Au Soudan, les évacuations s’accélèrent alors que les combats font rage

  • Les conflits meurtriers au Soudan ont déplacé des dizaines de milliers de personnes vers d'autres Etats du Soudan ou hors des frontières au Tchad et en Egypte
  • Au Liban, le Premier ministre Najib Mikati a fait le suivi sur la situation des Libanais bloqués au Soudan avec le ministre des Affaires étrangères Abdallah Bou Habib

BEYROUTH: Alors que les affrontements au Soudan font rage entre armée et paramilitaires depuis plus d'une semaine, les communautés internationales ont appelé leurs ressortissants dans ce pays africain a quitter le pays le plus tôt possible, selon les médias d’Etat.

Pays arabes

Samedi, l’Arabie saoudite a été le premier pays à réagir en organisant la première évacuation de 150 civils étrangers par voie maritime, dont 90 ressortissants saoudiens et des citoyens du Koweït, du Qatar, des Emirats Arabes unis, d’Egypte et de Tunisie, a indiqué dans un tweet le ministère saoudien des Affaires étrangères. Le vice-ministre des Affaires étrangères d'Arabie saoudite Waleed Al-Khuraiji a ainsi confirmé samedi avoir reçu le premier groupe de citoyens et de ressortissants étrangers évacués, à leur arrivée à la base navale du roi Faisal de la flotte occidentale à Djeddah.

La Jordanie a déclaré samedi avoir commencé l'évacuation d'environ 300 de ses ressortissants.
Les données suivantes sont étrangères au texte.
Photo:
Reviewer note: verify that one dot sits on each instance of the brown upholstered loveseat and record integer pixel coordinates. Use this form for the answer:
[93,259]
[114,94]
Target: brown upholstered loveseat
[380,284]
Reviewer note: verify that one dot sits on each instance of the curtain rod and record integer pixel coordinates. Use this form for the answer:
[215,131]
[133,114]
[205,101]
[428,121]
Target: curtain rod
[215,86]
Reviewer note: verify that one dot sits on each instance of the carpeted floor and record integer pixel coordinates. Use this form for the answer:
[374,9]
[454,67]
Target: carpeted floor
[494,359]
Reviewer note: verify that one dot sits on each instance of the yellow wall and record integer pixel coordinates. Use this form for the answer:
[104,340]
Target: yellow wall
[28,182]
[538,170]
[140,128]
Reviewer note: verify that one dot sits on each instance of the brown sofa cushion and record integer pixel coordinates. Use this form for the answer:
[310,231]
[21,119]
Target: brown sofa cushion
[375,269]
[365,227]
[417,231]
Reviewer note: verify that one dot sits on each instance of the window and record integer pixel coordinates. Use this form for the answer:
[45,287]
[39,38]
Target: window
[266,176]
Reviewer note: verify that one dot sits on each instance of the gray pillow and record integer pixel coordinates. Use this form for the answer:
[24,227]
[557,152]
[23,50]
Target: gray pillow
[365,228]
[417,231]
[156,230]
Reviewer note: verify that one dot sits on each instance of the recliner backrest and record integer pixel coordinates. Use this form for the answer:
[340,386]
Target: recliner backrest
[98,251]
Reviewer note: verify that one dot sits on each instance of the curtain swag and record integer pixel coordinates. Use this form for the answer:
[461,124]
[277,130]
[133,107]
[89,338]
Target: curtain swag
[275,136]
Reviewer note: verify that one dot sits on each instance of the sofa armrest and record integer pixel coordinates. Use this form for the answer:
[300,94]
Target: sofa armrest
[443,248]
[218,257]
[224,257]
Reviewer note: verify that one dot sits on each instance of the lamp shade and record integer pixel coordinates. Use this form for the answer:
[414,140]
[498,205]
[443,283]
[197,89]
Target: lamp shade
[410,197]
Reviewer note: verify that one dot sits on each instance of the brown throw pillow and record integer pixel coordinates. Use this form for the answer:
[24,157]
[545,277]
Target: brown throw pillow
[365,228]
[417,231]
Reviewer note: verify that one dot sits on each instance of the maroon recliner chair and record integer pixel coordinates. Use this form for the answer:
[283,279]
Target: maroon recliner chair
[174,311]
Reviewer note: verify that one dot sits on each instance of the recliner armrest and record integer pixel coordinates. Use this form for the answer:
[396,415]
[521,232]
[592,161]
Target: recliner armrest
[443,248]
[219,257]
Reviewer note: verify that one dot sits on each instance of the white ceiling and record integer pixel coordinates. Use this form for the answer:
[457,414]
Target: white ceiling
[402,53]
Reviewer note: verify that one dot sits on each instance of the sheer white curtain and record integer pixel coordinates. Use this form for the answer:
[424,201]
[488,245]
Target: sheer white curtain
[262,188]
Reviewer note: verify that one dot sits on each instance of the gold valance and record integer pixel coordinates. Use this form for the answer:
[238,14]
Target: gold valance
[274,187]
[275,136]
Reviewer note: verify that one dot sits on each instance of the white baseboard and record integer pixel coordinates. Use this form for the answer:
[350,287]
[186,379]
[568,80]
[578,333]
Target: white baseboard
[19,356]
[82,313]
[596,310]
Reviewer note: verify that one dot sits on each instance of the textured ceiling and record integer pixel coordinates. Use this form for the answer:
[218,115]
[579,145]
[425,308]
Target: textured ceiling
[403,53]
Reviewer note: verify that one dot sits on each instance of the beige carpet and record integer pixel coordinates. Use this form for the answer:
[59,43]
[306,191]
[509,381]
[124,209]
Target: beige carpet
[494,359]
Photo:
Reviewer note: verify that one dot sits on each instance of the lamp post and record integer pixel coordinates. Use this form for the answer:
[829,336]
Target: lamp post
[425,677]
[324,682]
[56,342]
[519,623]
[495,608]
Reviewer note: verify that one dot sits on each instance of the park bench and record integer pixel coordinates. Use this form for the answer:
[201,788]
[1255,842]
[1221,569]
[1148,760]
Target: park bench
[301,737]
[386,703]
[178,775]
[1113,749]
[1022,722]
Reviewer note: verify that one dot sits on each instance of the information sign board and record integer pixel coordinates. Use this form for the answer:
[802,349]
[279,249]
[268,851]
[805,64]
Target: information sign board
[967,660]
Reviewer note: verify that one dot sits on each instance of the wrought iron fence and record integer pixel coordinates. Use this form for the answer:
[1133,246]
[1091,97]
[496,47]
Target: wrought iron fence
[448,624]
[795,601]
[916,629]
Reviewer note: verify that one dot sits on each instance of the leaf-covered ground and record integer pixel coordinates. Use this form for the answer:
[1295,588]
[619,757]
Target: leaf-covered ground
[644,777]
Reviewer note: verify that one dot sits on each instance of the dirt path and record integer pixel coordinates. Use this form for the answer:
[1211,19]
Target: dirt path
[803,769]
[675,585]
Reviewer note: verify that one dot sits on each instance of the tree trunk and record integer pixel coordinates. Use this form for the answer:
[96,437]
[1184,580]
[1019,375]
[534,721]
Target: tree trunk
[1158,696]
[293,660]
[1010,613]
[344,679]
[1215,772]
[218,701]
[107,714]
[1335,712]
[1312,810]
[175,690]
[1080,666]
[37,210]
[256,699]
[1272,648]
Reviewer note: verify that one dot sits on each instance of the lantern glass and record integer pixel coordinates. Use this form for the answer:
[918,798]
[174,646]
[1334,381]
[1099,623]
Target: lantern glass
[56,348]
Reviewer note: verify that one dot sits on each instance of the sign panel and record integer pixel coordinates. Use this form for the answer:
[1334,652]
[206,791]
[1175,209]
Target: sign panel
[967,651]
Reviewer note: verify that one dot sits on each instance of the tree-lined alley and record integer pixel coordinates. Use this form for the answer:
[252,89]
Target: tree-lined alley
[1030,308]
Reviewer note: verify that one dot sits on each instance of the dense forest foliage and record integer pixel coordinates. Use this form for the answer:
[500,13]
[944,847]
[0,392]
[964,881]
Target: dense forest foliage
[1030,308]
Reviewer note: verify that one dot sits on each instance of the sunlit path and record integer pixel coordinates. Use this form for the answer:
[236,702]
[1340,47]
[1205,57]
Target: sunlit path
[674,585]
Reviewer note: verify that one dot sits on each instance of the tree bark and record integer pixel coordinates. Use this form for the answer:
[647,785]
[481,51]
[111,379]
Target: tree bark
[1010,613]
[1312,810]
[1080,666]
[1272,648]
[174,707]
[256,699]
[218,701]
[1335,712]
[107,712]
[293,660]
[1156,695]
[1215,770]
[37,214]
Au Liban, le Premier ministre Najib Mikati a fait le suivi sur la situation des Libanais bloqués au Soudan avec le ministre des Affaires étrangères Abdallah Bou Habib. Le ministre a annoncé qu’une soixantaine de Libanais ont été évacuée hors de la capitale Khartoum par voie maritime en toute sécurité, selon l’Agence nationale d’informations ANI. 

Plusieurs autres pays, dont les Pays-Bas, la France et les Etats-Unis, ont annoncé l'évacuation de leurs ressortissants du Soudan. L’armée soudanaise a annoncé que "les Etats-Unis, le Royaume-Uni, la France et la Chine évacueraient leurs diplomates et leurs ressortissants avec leurs avions militaires". Selon des hauts fonctionnaires américains, les Etats-Unis ont évacué « un peu moins d'une centaine » de personnes de son ambassade au Soudan. Londres a de même indiqué avoir évacué son personnel diplomatique du Soudan dimanche. 

Royaume-Uni, Irlande

Le Premier ministre britannique Rishi Sunak a lui aussi annoncé l'évacuation du personnel diplomatique du Royaume-Uni et de leurs familles.

"Les forces armées britanniques ont procédé à une évacuation complexe et rapide dans un contexte d'escalade de la violence et de menaces à l'encontre du personnel de l'ambassade", a tweeté M. Sunak.

L'Irlande a indiqué de son côté avoir entamé le "processus d'évacuation" de ses ressortissants et les personnes à leur charge.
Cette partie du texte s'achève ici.